The Governor, while launching the tricycles and buses, said the decision should not be seen as punitive but as a bold step to save lives on the roads. “We are tired of losing precious lives in avoidable road crashes involving motorcycles in different parts of the state.
The decision should not be misunderstood as a punitive measure to deny people their means of livelihood but rather as a necessary step aimed at ensuring the safety of lives on our roads,” the Governor remarked. He did not stop there. “Besides reducing youth unemployment and poverty in the state and also improving the socio-economic lives of the people, it is also aimed at addressing some of the security challenges in the state,” he added.

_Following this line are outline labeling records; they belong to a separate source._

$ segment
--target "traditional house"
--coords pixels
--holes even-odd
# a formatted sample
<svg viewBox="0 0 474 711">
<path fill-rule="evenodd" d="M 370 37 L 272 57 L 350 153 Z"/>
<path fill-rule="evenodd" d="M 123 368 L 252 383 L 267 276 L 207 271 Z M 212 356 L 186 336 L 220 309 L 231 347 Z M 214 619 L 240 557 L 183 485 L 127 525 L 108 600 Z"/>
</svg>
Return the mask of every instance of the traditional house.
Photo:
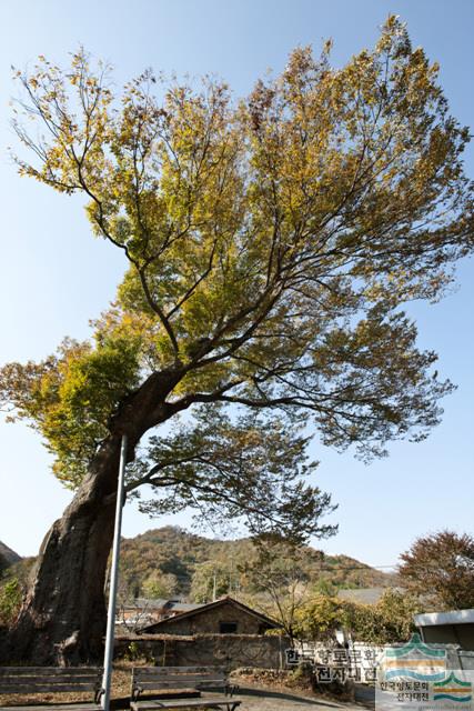
<svg viewBox="0 0 474 711">
<path fill-rule="evenodd" d="M 191 604 L 181 602 L 181 600 L 164 600 L 147 598 L 135 598 L 134 600 L 119 607 L 117 615 L 117 624 L 124 627 L 143 627 L 159 620 L 189 612 L 202 607 L 201 604 Z"/>
<path fill-rule="evenodd" d="M 143 627 L 143 634 L 264 634 L 281 625 L 233 598 L 223 598 Z"/>
</svg>

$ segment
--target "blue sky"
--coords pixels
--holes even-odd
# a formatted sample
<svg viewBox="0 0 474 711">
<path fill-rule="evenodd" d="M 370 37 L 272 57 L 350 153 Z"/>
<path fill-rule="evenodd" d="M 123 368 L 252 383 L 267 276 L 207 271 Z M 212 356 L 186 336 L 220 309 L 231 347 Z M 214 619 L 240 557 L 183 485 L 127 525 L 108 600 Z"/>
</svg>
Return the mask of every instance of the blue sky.
<svg viewBox="0 0 474 711">
<path fill-rule="evenodd" d="M 115 67 L 118 87 L 151 66 L 178 74 L 216 73 L 240 96 L 269 68 L 281 71 L 297 44 L 317 49 L 333 38 L 333 61 L 343 63 L 372 46 L 394 12 L 407 22 L 413 43 L 441 63 L 453 114 L 473 123 L 472 0 L 3 0 L 0 11 L 0 363 L 40 359 L 65 334 L 87 337 L 89 319 L 113 298 L 124 269 L 121 254 L 91 237 L 80 198 L 16 174 L 7 153 L 14 146 L 11 64 L 23 68 L 38 54 L 64 63 L 83 44 Z M 466 170 L 474 176 L 473 147 Z M 340 533 L 323 543 L 327 552 L 390 565 L 417 535 L 441 528 L 473 532 L 473 262 L 464 262 L 453 294 L 436 306 L 411 308 L 420 344 L 438 352 L 440 373 L 458 385 L 430 439 L 395 443 L 389 459 L 370 467 L 313 445 L 321 460 L 317 481 L 340 504 L 332 517 Z M 0 540 L 34 554 L 71 494 L 49 473 L 39 437 L 20 424 L 0 422 Z M 123 532 L 134 535 L 162 523 L 127 507 Z"/>
</svg>

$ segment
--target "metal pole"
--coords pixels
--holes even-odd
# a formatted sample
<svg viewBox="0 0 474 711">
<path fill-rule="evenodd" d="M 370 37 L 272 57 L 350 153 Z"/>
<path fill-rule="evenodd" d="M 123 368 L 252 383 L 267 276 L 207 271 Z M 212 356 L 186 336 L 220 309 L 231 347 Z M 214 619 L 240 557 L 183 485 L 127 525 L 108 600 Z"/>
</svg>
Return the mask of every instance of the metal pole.
<svg viewBox="0 0 474 711">
<path fill-rule="evenodd" d="M 112 564 L 110 570 L 109 612 L 107 615 L 105 653 L 103 658 L 103 679 L 101 707 L 110 708 L 110 682 L 112 679 L 113 637 L 115 632 L 117 583 L 119 580 L 120 532 L 122 528 L 123 480 L 125 474 L 127 435 L 122 435 L 120 449 L 119 482 L 117 485 L 115 529 L 113 532 Z"/>
</svg>

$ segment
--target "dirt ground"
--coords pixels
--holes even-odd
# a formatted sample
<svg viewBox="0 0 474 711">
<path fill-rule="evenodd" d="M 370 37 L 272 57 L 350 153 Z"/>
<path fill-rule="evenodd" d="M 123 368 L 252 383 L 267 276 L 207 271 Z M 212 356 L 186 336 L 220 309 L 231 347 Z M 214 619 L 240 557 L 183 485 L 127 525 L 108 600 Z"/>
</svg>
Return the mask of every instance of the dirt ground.
<svg viewBox="0 0 474 711">
<path fill-rule="evenodd" d="M 111 708 L 114 710 L 129 709 L 130 679 L 132 662 L 123 662 L 114 667 L 112 675 Z M 302 711 L 303 709 L 320 709 L 320 711 L 364 711 L 370 703 L 370 692 L 361 690 L 356 694 L 356 702 L 333 701 L 323 697 L 315 697 L 309 692 L 285 689 L 284 687 L 254 684 L 248 679 L 235 679 L 239 692 L 234 695 L 242 701 L 239 711 Z M 48 704 L 48 703 L 74 703 L 78 701 L 91 701 L 90 693 L 61 693 L 61 694 L 2 694 L 1 707 Z M 208 692 L 205 693 L 208 695 Z M 209 694 L 212 695 L 212 694 Z M 222 693 L 219 694 L 222 697 Z M 184 710 L 183 710 L 184 711 Z"/>
</svg>

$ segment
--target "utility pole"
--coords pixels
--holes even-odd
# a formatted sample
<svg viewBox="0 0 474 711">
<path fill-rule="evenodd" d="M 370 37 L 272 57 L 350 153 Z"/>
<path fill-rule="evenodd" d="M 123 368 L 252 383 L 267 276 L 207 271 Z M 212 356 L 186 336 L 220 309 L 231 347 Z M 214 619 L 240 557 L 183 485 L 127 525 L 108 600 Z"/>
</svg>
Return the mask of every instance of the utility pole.
<svg viewBox="0 0 474 711">
<path fill-rule="evenodd" d="M 125 478 L 127 435 L 122 435 L 120 448 L 119 481 L 117 484 L 115 528 L 113 531 L 112 564 L 110 569 L 109 611 L 107 615 L 105 653 L 103 658 L 103 678 L 101 707 L 110 709 L 110 685 L 112 680 L 113 638 L 115 633 L 117 583 L 119 580 L 120 533 L 122 529 L 123 482 Z"/>
</svg>

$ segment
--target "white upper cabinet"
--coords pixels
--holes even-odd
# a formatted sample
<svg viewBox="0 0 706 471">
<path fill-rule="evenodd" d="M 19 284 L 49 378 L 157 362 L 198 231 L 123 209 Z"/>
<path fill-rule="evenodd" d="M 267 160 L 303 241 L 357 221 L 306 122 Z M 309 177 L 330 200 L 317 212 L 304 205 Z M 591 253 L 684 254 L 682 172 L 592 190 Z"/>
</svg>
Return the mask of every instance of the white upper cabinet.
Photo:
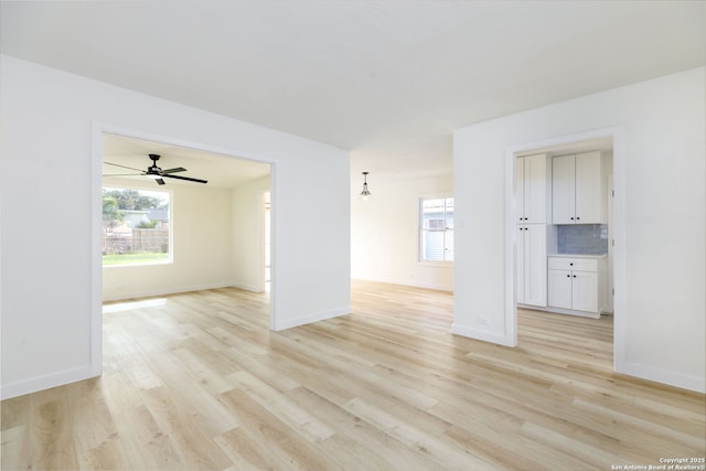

Each of the tricycles was purchased at N624,700 but sold at the subsidized rate of N400,000 only to beneficiaries and payable in 18 months from date of allocation just as the Governor called on the beneficiaries to ensure prompt payment and ensure that all the safety measures are observed in order to give room for others to benefit.
State chairman of ACCOMORAN, Alhaji Musa Ishaku, in an interview, said though the restriction of their movement by the state government last year was first misunderstood and seen as punitive, but it later came to be accepted as a good step taken by government to fight crime as well as identify and separate his members from the fake riders who are only out to perpetrate crime.
Ishaku, however, lamented that out of the officially registered 9000 Okada riders in Minna, only 300 will be gainfully engaged with the initial delivery of only 300 tricycles out of the promised 1000, leaving a shortfall of 8,700 riders.